For our example 5.6 mm +/- 0.3 mm, the relative uncertainty would be (0.3/5.6)*100 = 5.4%
So, we can write 5.6 mm +/- 5.4%
Addition: The absolute uncertainties are added
(5.1 mm +/- 0.1 mm) + (4.3 mm +/- 0.2 mm) =
= (5.1 mm + 4.3 mm) +/- (0.1 mm + 0.2mm) =
= 9.4 mm +/- 0.3 mm
Subtraction: The absolute uncertainties are added (not subtracted!)
(5.1 mm +/- 0.1 mm) – (4.3 mm +/- 0.2 mm) =
= (5.1 mm – 4.3 mm) +/- (0.1 mm + 0.2 mm) =
= 0.8 mm +/- 0.3 mm
Multiplication: The relative uncertainties are added (not multiplied!)
(5.1 mm +/- 0.1 mm) * (4.3 mm +/- 0.2 mm) =
= (5.1 mm +/- 1.96%) * (4.3 mm +/- 4.65%) =
= (5.1 mm * 4.3 mm) +/- (1.96% + 4.65%) =
= 21.9 mm^2 +/- 6.61%
Division: The relative uncertainties are added (not divided!)
(5.1 mm +/- 0.1 mm) / (4.3 mm +/- 0.2 mm) =
= (5.1 mm +/- 1.96%) / (4.3 mm +/- 4.65%) =
= (5.1 mm / 4.3 mm) +/- (1.96% + 4.65%) =
= 1.2 +/- 6.61%
Here you can find an online calculator to perform these kinds of calculations.
Why is uncertainty important in physics?
Uncertainty is a very important concept in science in general. Scientists use experiments to validate or refuse a hypothesis, and therefore a good understanding of uncertainty is crucial if we get results that might debunk a theory.
Some people think uncertainty means a lack of knowledge. However, uncertainty is rather a measure of how well something is known. If a theory has a certain uncertainty, it does not mean it is wrong. It just tells us within what bounds the theory can be assumed to be correct. As more research is made, the uncertainty can be reduced. However, some people interpret the uncertainty of a theory as a synonym for doubt. If one understands what uncertainty actually means, one would come to the realization that stating the uncertainty is simply the scientists wanting to be as honest as possible as to how confident they are of their results.

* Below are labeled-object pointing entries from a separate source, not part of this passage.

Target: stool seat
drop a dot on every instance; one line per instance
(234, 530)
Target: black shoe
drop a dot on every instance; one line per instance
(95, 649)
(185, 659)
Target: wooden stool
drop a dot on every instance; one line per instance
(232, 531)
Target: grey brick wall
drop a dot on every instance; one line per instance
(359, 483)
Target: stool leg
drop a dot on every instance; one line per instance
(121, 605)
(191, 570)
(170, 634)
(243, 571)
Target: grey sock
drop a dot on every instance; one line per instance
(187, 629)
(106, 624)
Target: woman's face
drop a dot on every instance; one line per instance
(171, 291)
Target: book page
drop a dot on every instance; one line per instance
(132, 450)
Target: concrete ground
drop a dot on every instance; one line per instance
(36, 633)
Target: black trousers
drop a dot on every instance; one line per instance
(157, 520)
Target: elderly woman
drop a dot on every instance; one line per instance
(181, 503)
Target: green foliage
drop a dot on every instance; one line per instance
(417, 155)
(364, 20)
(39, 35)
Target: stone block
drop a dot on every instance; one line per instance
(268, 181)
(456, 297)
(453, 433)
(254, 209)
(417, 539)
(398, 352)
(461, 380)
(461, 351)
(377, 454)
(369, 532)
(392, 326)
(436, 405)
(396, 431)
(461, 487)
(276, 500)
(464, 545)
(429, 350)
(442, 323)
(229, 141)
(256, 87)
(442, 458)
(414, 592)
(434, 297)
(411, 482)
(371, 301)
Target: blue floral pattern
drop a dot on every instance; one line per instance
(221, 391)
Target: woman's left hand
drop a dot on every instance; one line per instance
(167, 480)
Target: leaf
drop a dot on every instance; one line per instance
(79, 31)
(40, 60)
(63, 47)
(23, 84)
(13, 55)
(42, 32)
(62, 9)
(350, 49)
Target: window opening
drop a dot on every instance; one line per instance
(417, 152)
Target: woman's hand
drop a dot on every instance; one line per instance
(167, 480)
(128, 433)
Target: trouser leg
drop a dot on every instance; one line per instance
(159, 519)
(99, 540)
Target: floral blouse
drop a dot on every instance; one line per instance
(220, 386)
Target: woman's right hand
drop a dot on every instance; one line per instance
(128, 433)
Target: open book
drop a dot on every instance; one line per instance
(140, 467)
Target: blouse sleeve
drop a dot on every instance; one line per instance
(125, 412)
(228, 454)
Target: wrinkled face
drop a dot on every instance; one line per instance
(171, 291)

How do you reduce uncertainty in physics?
Scientists are always trying to find ways to reduce the uncertainty in experiments, since a smaller uncertainty leads to more confident and more accurate results.
If you are taking experimental data, a way to reduce the uncertainty is to make several measurements and take the mean between them. Let us say for instance that you are studying a pendulum and want to calculate its period. Since you are the one stopping the clock, one can easily see that it is fairly difficult to measure the period precisely. Sometimes you might stop the clock a bit sooner or a bit later than you should. But if you take several measurements and take the mean, it is more likely that you will arrive to a more accurate estimate. Here we can also calculate the standard deviation. If it is very small, then you can conclude that you have taken very similar measurements. If on the other hand, the standard deviation is large, then the values are much spread apart.
Another source of uncertainty can be the device you are measuring with. If you use a very cheap ruler that seems to have inconsistencies, then the uncertainty will be higher than if you use a laser rangefinder. Also, if you are using a scale that is not correctly calibrated, you will get values that are not right. Therefore, you should be careful what you are measuring with, so that you know what level of confidence you have.
A last possible source of uncertainty are random errors. If you are taken very precise measurements but a train comes by, it can be that the vibrations affect the measurement. These environmental perturbations come into play when stating the uncertainty, since they can be so small that one can never be sure if the measurements were affected by them or not.